Latest inspection brings good news to STAAR Surgical

Monrovia, CA—Just months after STAAR Surgical Co. told investors it could face possible FDA enforcement action for 16 violations that turned up during inspections of its Monrovia plant, the company said it has resolved all but two observations.

Monrovia, CA-Just months after STAAR Surgical Co. told investors it could face possible FDA enforcement action for 16 violations that turned up during inspections of its Monrovia plant, the company said it has resolved all but two observations.

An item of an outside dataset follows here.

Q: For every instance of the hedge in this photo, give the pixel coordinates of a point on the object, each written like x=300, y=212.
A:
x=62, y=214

STAAR Surgical officials announced Sept. 14 that the FDA issued three inspectional observations, and one of those was marked "corrected and verified." The company said it has pledged to correct the remaining two observations.

Charles Kaufman, the company's legal counsel, declined to elaborate on the nature of those issues with Ophthalmology Times. "I think people understand that there's certainly a big change from what we had last time," Kaufman said.

"The company believes the outcome of the inspection reflects the company's efforts to enhance its compliance systems over the past 20 months and the FDA's evaluation of that work," according to STAAR Surgical's disclosure filed with the Securities and Exchange Commission.

Analysts and other industry observers were concerned that any violations pending at the Monrovia plant might interfere with the FDA approval of the company's Visian ICL, which earned an approvable letter from the FDA on July 28 (Ophthalmology Times, Aug. 15, 2005). A final approvable letter from the FDA remains subject to a review of the most recent inspection results by the FDA's Center for Devices and Radiological Health.

The company has been dealing with issues relating to the FDA inspections since December 2003 (Ophthalmology Times, Feb. 1, 2004).

A September 2004 report from the FDA criticized production and process controls, corrective and preventive action, quality-system requirements, statistical techniques, complaint handling, medical device reporting, design controls, acceptance criteria, and document controls and records. In a June 30, 2005 letter, the FDA said it was "gravely concerned about STAAR's serious, continuing violations and is prepared to seek the appropriate remedies" under the Federal Food, Drug, and Cosmetic Act.

Kaufman credits the turnaround to the company's reaction to FDA criticisms, he said.

"What we tried to do proactively was what the FDA would have done if (it) had taken the first steps of an enforcement action," he said. For example, the FDA might have required an observer to watch over the company's methods and recommend changes, or halted production for a time, he added.

The company invited Quintiles-a North Carolina-based company the FDA often uses as a court-ordered observer-to help improve its systems. STAAR Surgical also took some products offline-Kaufman pointed to the Collamer 3-piece IOL and its injector-while they were revalidated. Both are back online, he said.

The Quintiles recommendations were implemented before enforcement was necessary, Kaufman said. "I think, ultimately, that's what's gotten us to this point," he said.